I know there are gay men and lesbians on that campus who are suffering from the oppression of their classmates. One student came out to me in an email message sent a few hours after the event. Needless to say, there are dozens of other students out there who were hoping for a comfortable space for dialogue but instead found themselves forced deeper into the closet. I feel sorry for those students. I think some of the students who openly challenged us are themselves struggling with their homosexuality.
I remember during my freshman year of college, there was another young black man who started the same year and lived in my dorm. I noticed him because he caught my eye, and I thought I caught his. But we never talked because we moved in different circles and went in different directions. I came out rather publicly, joined the gay student group, and eventually became a co-director of the group. He pledged one of the black fraternities on campus, and eventually became a brother. I saw him occasionally on campus, and we always seemed to catch each other’s eye, but never spoke.
Then one evening, he walked into a meeting of the gay student group. I saw him, and gave what I hoped was a friendly smile. But I hung back because I didn’t want to make him nervous or think I was making a move on him, and scare him away from the group, because I realized how hard it was for him to be there and how much he really needed to be there. He looked relieved and scared to death all at the same time. He’d heard all the things his minister/family/fraternity brothers always said about people like me/him/us. They were probably echoing in his head the whole time he was in the meeting. I can only imagine he probably feared both the possibility of being shut out of the only world he’d ever known or been prepared to live in and the possibility of shutting off a part of himself he probably always knew was there. He probably knew, as Dwan Prince learned, that being honest about who is was would mean losing the support and protection of the only community he’d ever known.
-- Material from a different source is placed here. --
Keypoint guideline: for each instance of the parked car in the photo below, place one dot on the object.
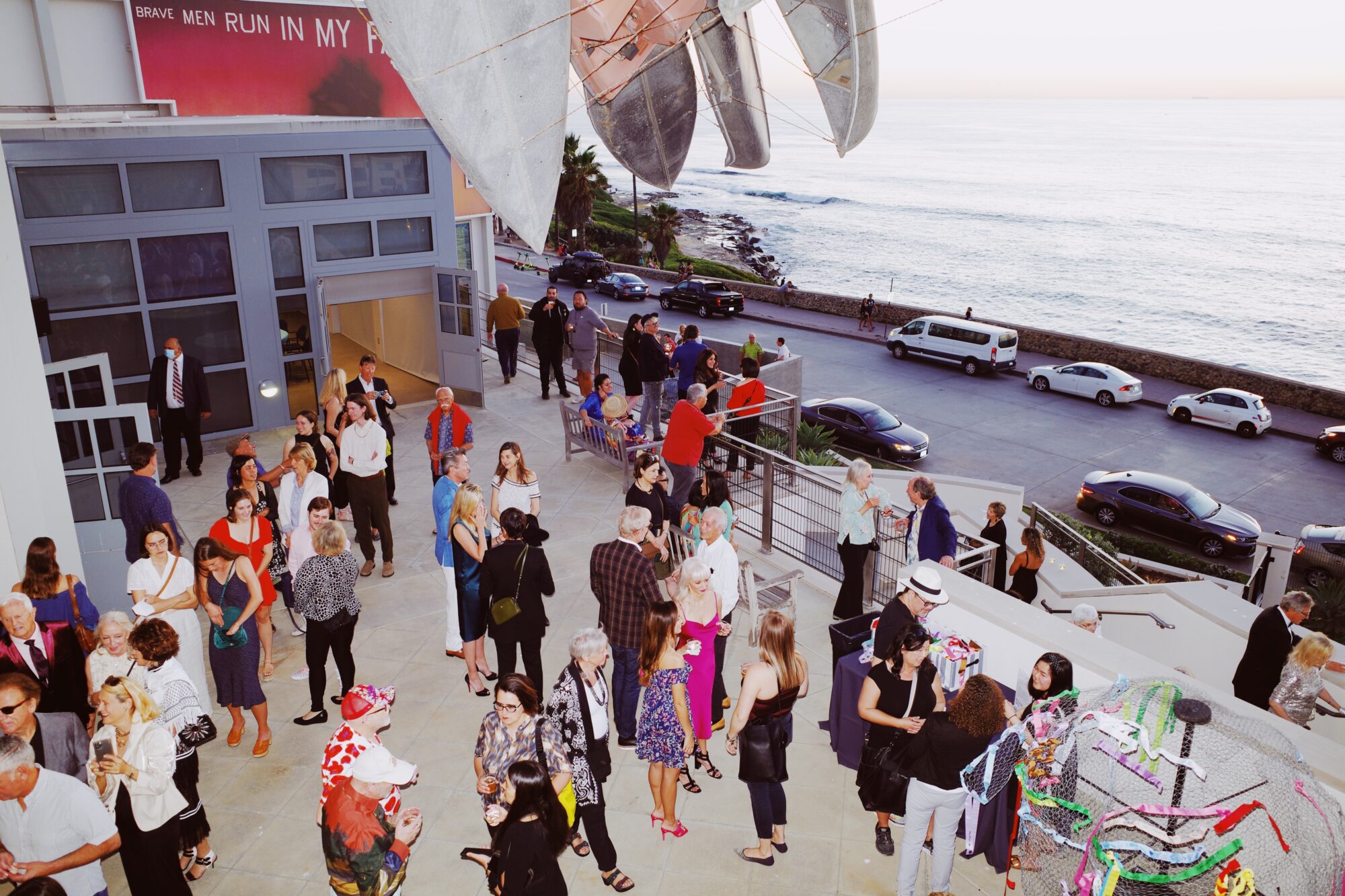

He hung around for a while after the meeting, and I introduced myself to him before he quickly left. I never saw him at another meeting again. I saw him around campus from time to time, and several months later at an MLK Day march, where I marched with the gay student group and he marched with the black student organizations that jeered at us. Our eyes met that day too, and he didn’t join in their derision of us. I don’t know what happened to him, but my guess is that he went back into the closet and probably stayed there, with the help of his friends, fraternity, brothers, family, and church who did everything they could to keep him there.
They’re kinda like Pharaoh’s army, in all it’s various incarnations down through the ages. Looking at them, don’t see my people. I see Jeff Davis or Bull Connor. I catch glimpses of my people, hidden away behind holy walls mortared with ignorance and fortified by cruelty, suffering inside and looking for a way out.
If the students at Central State knew their own history or journeyed deeper into their faith than the stories they heard in Sunday school, the sermons they heard in church, and the condemnations carefully selected from legalistic scriptures that damn them as much as anyone else, and have been used to dehumanize them in the same way they use them to dehumanize others, then they might see the same thing I see. They’d see their people hurting because of them. They’d see my people, hurting because of them, and reach out with healing and acceptance instead of hatred and condemnation. Then to me, they’d be my people.
But they can’t and they won’t so they aren’t. And probably never will be. Period.